Ron English, the Godfather of Street Art

“This is a fun project,” said artist Ron English — who is known as the Godfather of Street Art.

He was deftly applying spray paint to a darkly witty mural depicting Mickey Mouse and other pop icons with grinning mouths that reveal scary skulls.

English explained that it’s a big deal to be part of a Deitch project.

“He’s the kind of guy who calls you — you drop everything,” English said.

“He would never say it — but he kind of kicked off a global art revolution,” English said of Deitch’s support of street art.

“Art was locked up in the galleries. People lost touch with it. Now it’s like rock and roll — we tour the world.”

Street art festivals can be found in far-flung cities from Miami to London to Stavanger, Norway.

English, who lives in upstate Beacon, has a massive outdoor painting on view on the Bowery Mural Wall on Houston Street in Manhattan. Deitch is a co-curator of the wall.  

English came to Coney Island with a crew of artists called Team POPaganda. That’s not a typo; it’s a play on the words “Pop” as in Pop Art and “propaganda.”

They painted macabre grins on TV characters that are favorites with children —Barney the dinosaur,  Ronald McDonald and a Teletubby.

“Kids like to be scared in a safe environment,” English said of his grinning paintings.

“Kids like a thrill — like a horror movie. They know it’s just a movie.”

Buff Monster’s Ice Cream Cones Have Eyes

Brooklynites have seen Buff Monster’s work.

In 2013, the artist painted a Williamsburg wall with dripping ice-cream-cone creatures with one-eyed faces — an image that’s way cooler than we’re making it sound.

The day we met the Crown Heights resident at Coney Art Walls, he was working on a painting called  “Hercules at the Crossroads,” depicting three of these ice-cream creatures.

This is the first time Buff Monster, who graduated from the University of Southern California, has worked with Deitch.

“Of course I’m happy to get called by him,” the artist told us. “He does great projects.”

A Word About the Food Vendors

We’d rather cut out our tongue than speak a disparaging syllable about iconic Coney Island hot-dog seller Nathan’s, or Ruby’s, where the fried baby shrimp basket tastes like nostalgia, or other beloved Boardwalk eateries.

Nevertheless, as a fan of al fresco snacking, we say Welcome to the neighborhood to Brooklyn foodie faves Red Hook Lobster Pound and Mexican ice pop-maker La Newyorkina and other food purveyors Smorgasburg has brought to Coney Art Walls.

The food service is weekends-only through June 21. After that, it into turns into a daily affair. See related story for a look at what folks have been eating there.
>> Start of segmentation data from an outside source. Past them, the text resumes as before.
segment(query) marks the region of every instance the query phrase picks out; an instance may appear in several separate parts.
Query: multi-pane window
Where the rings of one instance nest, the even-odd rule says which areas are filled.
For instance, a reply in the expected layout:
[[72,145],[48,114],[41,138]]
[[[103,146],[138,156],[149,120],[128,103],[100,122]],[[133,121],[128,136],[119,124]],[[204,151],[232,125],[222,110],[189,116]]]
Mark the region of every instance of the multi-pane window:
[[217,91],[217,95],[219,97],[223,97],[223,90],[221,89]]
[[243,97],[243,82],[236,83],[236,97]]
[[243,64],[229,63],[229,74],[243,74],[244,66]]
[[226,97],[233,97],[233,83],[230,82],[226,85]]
By the way, Thor hired consulting firm Biederman Redevelopment Ventures (BRV) to create programming for 1320 Bowery and its lot on the east side of Stillwell Avenue and the Bowery.

In May, a BRV executive told informative Coney-centric website Amusing the Zillion that performances would likely be staged at both sites.

Joshua Greenwald, Thor’s director of public relations, told us summer plans for the lot on the east side of Stillwell Avenue “are still being finalized but should be announced very soon.”